Cuando Andrés López Obrador se lanzó como candidato la Presidencia de México en 2006, acumulaba ya cinco años como jefe de gobierno del Distrito Federal. Era madrugador, controvertido y chulo, alguien encantado consigo mismo que arrancaba todos los días a las seis y treinta de la mañana con una rueda de prensa, una especie de Aló, alcalde. Esa afición que tienen los megalómanos a escucharse a sí mismos y obligar a los demás a hacerlo.

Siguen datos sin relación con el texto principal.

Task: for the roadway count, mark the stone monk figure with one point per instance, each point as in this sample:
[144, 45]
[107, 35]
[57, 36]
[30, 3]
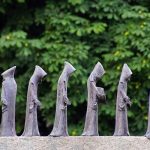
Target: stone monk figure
[121, 124]
[95, 96]
[31, 123]
[60, 124]
[8, 98]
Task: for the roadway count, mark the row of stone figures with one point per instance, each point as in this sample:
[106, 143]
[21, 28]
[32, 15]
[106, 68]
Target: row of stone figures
[96, 95]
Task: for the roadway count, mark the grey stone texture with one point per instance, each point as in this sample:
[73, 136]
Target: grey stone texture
[75, 143]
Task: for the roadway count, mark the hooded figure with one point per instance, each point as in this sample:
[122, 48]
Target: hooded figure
[121, 125]
[8, 98]
[60, 124]
[95, 95]
[31, 123]
[148, 127]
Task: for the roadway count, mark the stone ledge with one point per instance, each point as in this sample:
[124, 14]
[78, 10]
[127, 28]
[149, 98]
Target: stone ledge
[75, 143]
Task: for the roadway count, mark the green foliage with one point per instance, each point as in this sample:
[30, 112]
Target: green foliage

El presidente mexicano exhibe esa arrogancia de quienes saben que será siempre más fácil reinventar el agua tibia del agravio que resolver el viejo acertijo de la pobreza
Hace ya más de diez años que López Obrador perdió unas elecciones ante Felipe Calderón, no sin antes paralizar la capital mexicana durante un mes exigiendo un recuento de votos. Quien escribe esta Polaroid recorrió una y otra vez la calle Madero del DF, buscando respuestas ante un asunto que ya estaba muy claro: el agravio es el mayor argumento de los que no quieren gobernar. Nadie nunca validó el fraude del que López Obrador dijo ser víctima. Le sucedieron en Los Pinos Felipe Calderón, Enrique Peña Nieto y cientos de miles de muertos a los que nadie jamás dio respuesta: los del narcotráfico, la pobreza y el atraso de una nación luminosa al mismo tiempo que desigual.
López Obrador, que es nieto de campesinos tabasqueños y cántabros, preparó su ofensiva política durante más de una década. Ahora que es, al fin, presidente de México, sigue siendo malo para las matemáticas y muy bueno para el béisbol, aunque eso no lo exima de seguir enfureciéndose cuando pierden los suyos.
El mexicano exhibe esa arrogancia de quienes saben que será siempre más fácil reinventar el agua tibia del agravio que resolver el viejo acertijo de la pobreza. Qué más da. Para eso está Hernán Cortes: para endosarle muertos suficientes: los que él ya traía a cuestas y los que muchos otros no quisieron evitar. “Deberíamos abolir la arrogancia y la susceptibilidad entre España e Hispanoamérica”… Llevaba razón el maestro Octavio Paz. Sí, llevaba razón.